The height of Stuxnet triumphalism—the belief that the worm thought to have been produced by Israel and the United States has delayed Iran’s nuclear weapons program by several years—came at the beginning of this year, when the New York Times dramatically reported that the worm was extensively tested, and that it ingeniously sends centrifuges spinning out of control while fooling monitors into thinking they are doing okay. But now along comes a fine Vanity Fair feature that leaves cause for doubt. As Jeff Goldberg put it, on occasion of the VF article, “I’ve become dubious about the effect of Stuxnet.”

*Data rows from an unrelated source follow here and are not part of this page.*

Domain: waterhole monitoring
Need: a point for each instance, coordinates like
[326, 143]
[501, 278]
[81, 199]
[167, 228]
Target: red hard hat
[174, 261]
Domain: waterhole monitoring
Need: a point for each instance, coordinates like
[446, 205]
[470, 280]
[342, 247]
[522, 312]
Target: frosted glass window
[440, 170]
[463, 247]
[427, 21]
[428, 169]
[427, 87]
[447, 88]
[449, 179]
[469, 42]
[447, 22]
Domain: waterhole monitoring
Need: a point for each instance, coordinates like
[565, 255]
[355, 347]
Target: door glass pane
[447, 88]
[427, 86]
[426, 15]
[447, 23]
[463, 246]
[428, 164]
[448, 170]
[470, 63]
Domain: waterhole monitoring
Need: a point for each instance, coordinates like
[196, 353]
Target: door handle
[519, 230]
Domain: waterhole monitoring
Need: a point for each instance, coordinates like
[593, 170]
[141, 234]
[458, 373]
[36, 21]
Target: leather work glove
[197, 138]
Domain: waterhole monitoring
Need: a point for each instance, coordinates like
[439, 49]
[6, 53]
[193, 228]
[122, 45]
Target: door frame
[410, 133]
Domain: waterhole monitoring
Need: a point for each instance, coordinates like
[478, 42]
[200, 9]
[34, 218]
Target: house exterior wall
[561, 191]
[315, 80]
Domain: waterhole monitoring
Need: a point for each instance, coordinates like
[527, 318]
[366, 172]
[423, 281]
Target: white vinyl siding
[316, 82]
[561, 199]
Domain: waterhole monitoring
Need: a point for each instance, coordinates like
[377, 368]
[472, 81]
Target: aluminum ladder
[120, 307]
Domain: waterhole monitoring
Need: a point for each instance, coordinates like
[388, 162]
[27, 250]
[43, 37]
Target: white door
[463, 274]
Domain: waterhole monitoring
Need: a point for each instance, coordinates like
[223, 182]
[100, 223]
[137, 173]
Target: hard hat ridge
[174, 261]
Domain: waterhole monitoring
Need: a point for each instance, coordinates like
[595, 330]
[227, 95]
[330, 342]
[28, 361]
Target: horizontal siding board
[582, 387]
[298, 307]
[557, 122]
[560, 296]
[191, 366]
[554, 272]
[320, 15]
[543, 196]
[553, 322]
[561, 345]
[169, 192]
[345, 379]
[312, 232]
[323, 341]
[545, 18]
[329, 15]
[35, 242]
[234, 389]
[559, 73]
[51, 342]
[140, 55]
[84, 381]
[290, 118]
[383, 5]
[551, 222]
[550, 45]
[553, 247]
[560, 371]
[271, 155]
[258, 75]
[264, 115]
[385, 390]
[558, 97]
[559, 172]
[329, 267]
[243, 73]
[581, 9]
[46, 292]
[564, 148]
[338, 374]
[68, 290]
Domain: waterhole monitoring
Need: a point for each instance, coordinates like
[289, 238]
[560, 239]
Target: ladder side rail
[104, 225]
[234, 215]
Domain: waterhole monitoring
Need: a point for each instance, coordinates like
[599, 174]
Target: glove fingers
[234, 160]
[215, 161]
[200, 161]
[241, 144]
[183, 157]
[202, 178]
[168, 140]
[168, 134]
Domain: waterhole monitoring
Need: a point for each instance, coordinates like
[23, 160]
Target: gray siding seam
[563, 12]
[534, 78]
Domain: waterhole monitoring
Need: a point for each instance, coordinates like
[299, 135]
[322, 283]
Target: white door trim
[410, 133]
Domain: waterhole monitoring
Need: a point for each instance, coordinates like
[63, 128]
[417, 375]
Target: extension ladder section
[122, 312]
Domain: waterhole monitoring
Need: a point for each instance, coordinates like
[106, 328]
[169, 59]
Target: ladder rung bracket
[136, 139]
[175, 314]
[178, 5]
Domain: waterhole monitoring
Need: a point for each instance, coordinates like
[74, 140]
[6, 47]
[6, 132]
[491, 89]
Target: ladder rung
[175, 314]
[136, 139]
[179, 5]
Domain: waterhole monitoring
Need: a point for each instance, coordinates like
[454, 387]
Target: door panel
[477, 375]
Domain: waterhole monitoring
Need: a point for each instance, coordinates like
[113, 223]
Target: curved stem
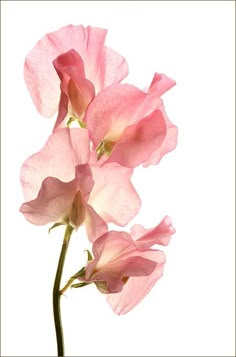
[57, 294]
[68, 284]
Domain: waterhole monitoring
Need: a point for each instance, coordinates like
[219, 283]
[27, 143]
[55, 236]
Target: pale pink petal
[94, 224]
[111, 111]
[117, 259]
[161, 84]
[40, 75]
[53, 203]
[139, 141]
[146, 238]
[78, 210]
[61, 120]
[114, 68]
[80, 93]
[64, 150]
[85, 180]
[70, 69]
[111, 245]
[113, 196]
[113, 274]
[137, 288]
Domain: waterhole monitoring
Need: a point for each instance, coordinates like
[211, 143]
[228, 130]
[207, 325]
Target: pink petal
[114, 273]
[41, 78]
[111, 245]
[80, 94]
[116, 259]
[161, 84]
[95, 225]
[63, 151]
[77, 211]
[139, 141]
[70, 68]
[137, 288]
[112, 182]
[112, 110]
[52, 204]
[146, 238]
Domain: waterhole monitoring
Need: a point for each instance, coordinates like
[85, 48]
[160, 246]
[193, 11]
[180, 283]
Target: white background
[190, 311]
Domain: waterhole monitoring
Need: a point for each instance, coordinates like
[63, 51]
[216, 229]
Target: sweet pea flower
[84, 66]
[126, 269]
[130, 126]
[57, 193]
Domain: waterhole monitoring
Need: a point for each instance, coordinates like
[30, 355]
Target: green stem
[57, 294]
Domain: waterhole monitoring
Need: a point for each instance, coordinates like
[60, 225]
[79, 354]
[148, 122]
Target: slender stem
[68, 284]
[57, 294]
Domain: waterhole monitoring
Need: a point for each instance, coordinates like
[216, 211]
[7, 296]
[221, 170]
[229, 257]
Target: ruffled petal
[137, 288]
[80, 91]
[115, 274]
[94, 224]
[161, 84]
[112, 184]
[111, 111]
[146, 238]
[139, 141]
[53, 203]
[101, 65]
[64, 150]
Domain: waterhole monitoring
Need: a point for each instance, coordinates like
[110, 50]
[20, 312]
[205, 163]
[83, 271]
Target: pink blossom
[66, 202]
[93, 67]
[130, 126]
[126, 269]
[54, 192]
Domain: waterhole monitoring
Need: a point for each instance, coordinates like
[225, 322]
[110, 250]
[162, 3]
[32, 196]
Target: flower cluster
[82, 175]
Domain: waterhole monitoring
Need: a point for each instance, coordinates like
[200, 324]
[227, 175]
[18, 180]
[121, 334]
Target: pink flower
[85, 66]
[55, 192]
[126, 269]
[67, 203]
[130, 126]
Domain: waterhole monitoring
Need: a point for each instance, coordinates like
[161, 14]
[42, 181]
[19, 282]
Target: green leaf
[79, 273]
[90, 257]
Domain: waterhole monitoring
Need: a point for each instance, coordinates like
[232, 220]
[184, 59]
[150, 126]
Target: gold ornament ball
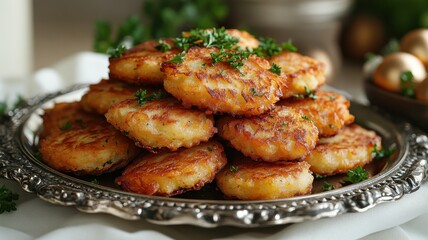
[422, 91]
[387, 74]
[416, 43]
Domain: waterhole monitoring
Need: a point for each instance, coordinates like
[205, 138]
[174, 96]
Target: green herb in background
[179, 58]
[7, 200]
[356, 175]
[162, 18]
[163, 46]
[268, 47]
[142, 97]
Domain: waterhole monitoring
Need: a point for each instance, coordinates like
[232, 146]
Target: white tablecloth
[36, 219]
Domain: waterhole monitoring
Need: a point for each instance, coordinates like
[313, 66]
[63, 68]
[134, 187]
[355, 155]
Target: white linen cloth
[36, 219]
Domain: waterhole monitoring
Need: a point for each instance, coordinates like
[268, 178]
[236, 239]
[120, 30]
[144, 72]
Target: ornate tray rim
[403, 178]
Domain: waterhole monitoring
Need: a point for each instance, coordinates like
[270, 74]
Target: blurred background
[35, 34]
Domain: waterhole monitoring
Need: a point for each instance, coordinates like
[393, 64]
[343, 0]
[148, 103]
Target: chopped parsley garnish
[233, 57]
[310, 94]
[215, 37]
[142, 97]
[275, 69]
[7, 200]
[289, 46]
[66, 126]
[384, 152]
[319, 176]
[356, 175]
[306, 118]
[117, 52]
[179, 58]
[406, 84]
[163, 46]
[268, 47]
[254, 92]
[327, 186]
[233, 168]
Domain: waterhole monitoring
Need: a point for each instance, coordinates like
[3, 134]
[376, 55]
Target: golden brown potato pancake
[220, 88]
[282, 134]
[102, 95]
[298, 73]
[245, 179]
[171, 173]
[350, 148]
[85, 144]
[328, 110]
[161, 123]
[141, 64]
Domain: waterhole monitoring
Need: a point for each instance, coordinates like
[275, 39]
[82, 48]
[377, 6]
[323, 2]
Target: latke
[282, 134]
[298, 73]
[141, 65]
[220, 88]
[245, 179]
[328, 110]
[161, 123]
[85, 144]
[350, 148]
[171, 173]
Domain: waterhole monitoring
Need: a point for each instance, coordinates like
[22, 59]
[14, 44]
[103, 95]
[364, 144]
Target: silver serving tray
[402, 174]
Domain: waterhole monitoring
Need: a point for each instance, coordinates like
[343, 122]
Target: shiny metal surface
[404, 173]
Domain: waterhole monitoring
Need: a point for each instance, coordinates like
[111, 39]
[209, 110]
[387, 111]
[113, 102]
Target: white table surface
[36, 219]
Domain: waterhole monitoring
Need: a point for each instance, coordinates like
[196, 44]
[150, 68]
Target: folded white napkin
[37, 219]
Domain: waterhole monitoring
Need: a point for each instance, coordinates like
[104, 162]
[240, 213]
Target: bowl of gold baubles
[398, 82]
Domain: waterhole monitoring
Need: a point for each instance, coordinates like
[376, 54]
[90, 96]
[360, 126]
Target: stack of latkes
[213, 104]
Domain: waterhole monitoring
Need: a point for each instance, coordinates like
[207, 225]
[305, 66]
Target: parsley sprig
[7, 200]
[308, 93]
[179, 58]
[275, 69]
[142, 97]
[163, 46]
[268, 47]
[117, 52]
[215, 37]
[356, 175]
[233, 57]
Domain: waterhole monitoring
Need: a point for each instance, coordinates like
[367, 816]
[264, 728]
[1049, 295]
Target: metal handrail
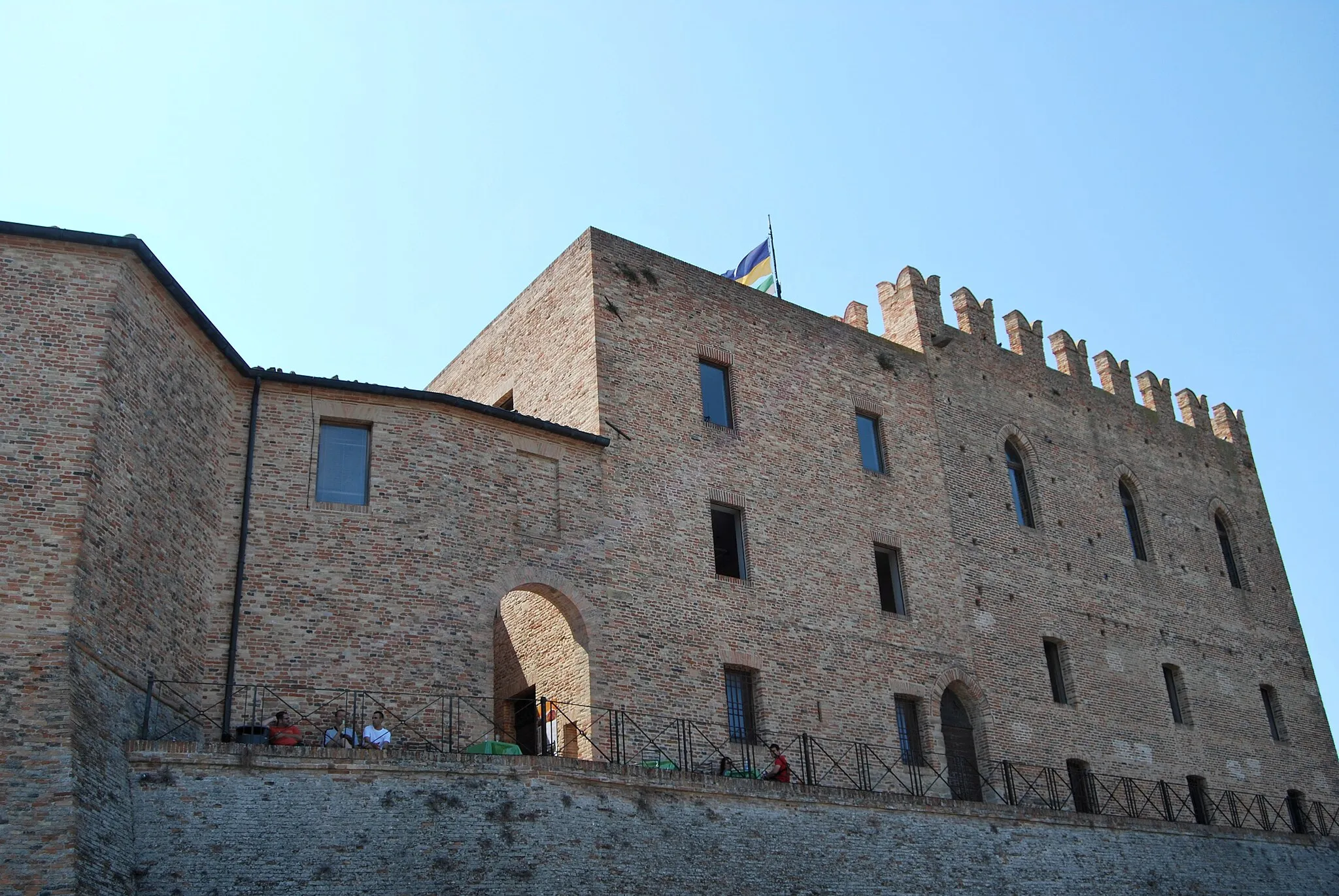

The January Times article—an obvious leak-job—could plausibly be seen (as I noted at the time) to have served certain contingent purposes (making departing Mossad chief Meir Dagan look good, making the Obama administration seem smart, making Israel look valuable to the U.S.) as opposed to simply telling the total truth. Plus, some worry that the Stuxnet mystique is at this point more useful to Iran than to the West! Perhaps, this theory goes, the Islamic Republic has gotten the worm under control and has fooled the West into believing that it was dealt a major setback and therefore that further sanctions and threats of military action are no longer urgent and necessary? (This line of thinking is expanded upon in an excellent Leonard Lopate Show podcast.)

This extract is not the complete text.